Overview of recent advents in regenerative medicine and tissue engineering
The limited regenerative capacity of both biomaterials and the adult human body has prompted extensive exploration of stem cell applications to regeneration. While the body's ability to regenerate is minimal in adulthood, it is most pronounced during early development. Embryonic stem cells (ESCs) found in the inner mass of a human blastocyst form the three normal embryonic layers during normal development. When extracted from the inner cell mass and cultured appropriately, ESCs retain their ability to proliferate indefinitely and differentiate into all three embryonic tissue layers in vitro. However, by definition, the extraction of ESCs implicates the sacrifice of the embryo itself.

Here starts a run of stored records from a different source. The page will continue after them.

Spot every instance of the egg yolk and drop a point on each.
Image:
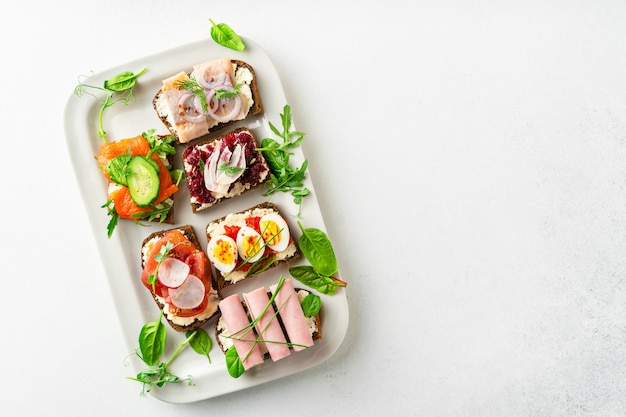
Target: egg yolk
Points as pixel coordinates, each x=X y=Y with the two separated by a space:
x=271 y=232
x=250 y=246
x=223 y=252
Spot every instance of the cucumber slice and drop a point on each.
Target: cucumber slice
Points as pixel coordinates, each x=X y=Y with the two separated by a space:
x=143 y=181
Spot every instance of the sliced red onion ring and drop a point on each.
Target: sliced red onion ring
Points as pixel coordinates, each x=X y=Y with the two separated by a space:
x=237 y=159
x=213 y=80
x=190 y=108
x=189 y=295
x=172 y=272
x=225 y=109
x=210 y=171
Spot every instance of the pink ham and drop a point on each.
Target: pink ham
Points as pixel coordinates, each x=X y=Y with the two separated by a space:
x=268 y=326
x=292 y=316
x=237 y=320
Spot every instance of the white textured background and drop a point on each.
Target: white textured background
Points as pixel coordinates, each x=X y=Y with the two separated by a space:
x=470 y=163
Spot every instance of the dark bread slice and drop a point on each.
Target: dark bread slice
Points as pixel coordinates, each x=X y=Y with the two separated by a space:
x=256 y=165
x=222 y=282
x=190 y=234
x=317 y=334
x=257 y=105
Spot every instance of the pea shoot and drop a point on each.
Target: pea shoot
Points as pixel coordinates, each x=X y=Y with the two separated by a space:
x=117 y=88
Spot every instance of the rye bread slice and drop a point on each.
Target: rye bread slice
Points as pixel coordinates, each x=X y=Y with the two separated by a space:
x=257 y=105
x=221 y=278
x=194 y=155
x=190 y=234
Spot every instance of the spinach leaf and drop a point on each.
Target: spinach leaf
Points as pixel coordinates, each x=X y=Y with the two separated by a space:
x=226 y=36
x=307 y=275
x=152 y=341
x=318 y=250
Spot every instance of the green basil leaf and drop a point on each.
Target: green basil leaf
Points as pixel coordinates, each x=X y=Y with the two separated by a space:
x=233 y=363
x=152 y=341
x=118 y=169
x=122 y=81
x=311 y=305
x=307 y=275
x=226 y=36
x=318 y=250
x=201 y=342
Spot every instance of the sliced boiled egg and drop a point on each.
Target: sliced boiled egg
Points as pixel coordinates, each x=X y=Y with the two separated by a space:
x=250 y=244
x=275 y=231
x=222 y=252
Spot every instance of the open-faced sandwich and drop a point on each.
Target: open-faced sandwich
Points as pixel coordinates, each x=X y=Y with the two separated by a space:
x=178 y=275
x=140 y=177
x=244 y=244
x=214 y=95
x=222 y=168
x=264 y=324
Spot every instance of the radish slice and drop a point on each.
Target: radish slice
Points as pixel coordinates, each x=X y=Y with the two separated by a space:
x=189 y=295
x=172 y=272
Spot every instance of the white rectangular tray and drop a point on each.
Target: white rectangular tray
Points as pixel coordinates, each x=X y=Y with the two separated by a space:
x=121 y=253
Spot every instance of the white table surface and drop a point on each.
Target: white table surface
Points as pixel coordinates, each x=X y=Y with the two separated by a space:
x=470 y=162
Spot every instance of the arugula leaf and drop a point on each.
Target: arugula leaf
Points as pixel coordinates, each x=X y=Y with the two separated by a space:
x=226 y=36
x=114 y=217
x=283 y=177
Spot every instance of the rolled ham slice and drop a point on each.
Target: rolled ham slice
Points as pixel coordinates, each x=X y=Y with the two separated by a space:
x=236 y=319
x=268 y=326
x=293 y=318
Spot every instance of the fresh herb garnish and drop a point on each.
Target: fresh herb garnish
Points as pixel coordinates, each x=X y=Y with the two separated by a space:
x=110 y=206
x=191 y=84
x=226 y=36
x=117 y=88
x=283 y=177
x=223 y=93
x=118 y=169
x=318 y=250
x=311 y=305
x=230 y=170
x=152 y=339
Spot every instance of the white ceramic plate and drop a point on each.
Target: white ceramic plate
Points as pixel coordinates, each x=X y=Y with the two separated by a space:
x=121 y=253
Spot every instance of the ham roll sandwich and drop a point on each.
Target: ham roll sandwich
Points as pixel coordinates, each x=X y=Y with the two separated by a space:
x=212 y=96
x=262 y=324
x=244 y=244
x=222 y=168
x=178 y=275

The advent of human induced pluripotent stem cells (hiPSCs) has offered an exciting avenue to circumvent the potential ethical challenges associated with the use of ESCs (11). hiPSCs are derived from adult somatic cells that are reprogrammed to a pluripotent state and re-differentiated into a variety of cell types. This discovery, pioneered by Nobel Laureate Shinya Yamanaka and colleagues, found that hiPSCs can be generated by reprogramming adult somatic cells (such as dermal fibroblasts and peripheral blood mononuclear cells) into an embryonic stem cell-like pluripotent state through viral-mediated delivery of genetic factors such as octamer binding transcription factor 3/4 (OCT3/4), sex determining region Y-box 2 (SOX2), Kruppel-like factor 4 (KLF4) and cellular-Myelocytomatosis (MYC) (12). Since then, there have been ongoing efforts to increase the efficiency and yield of various reprogramming and differentiation protocols into a multitude of cell types (13–17). Research into applications in high throughput drug screening for toxicities and patient-specific disease modeling has been conducted for various pathologies including cardiac syndromes, neurodegenerative conditions, hematological disorders, and SARS-CoV-2 infection (18–23).
Cell-based therapies
As scientists advance their manipulation of stem cells, cell-based therapies become more sophisticated. Cell therapy involves transferring regenerative cellular material into patients for therapeutic purposes (24). Examples include cord blood used for hematopoietic disorders, B-cell maturation agents used for large B-cell lymphoma, and autologous cellular products consisting of fibroblasts used for nasolabial fold wrinkles (24). Autologous therapies may deploy one cell type or leverage the synergy of multiple cells. For instance, Recell (ReCell® Avitas Medical Associates, Valencia, CA, USA) is an autologous suspension of keratinocytes, fibroblasts, and melanocytes that work in unison for both dermal and epidermal regrowth. Skin samples are obtained in the operating room and transferred to the laboratory for processing and preparation prior to reapplication (25).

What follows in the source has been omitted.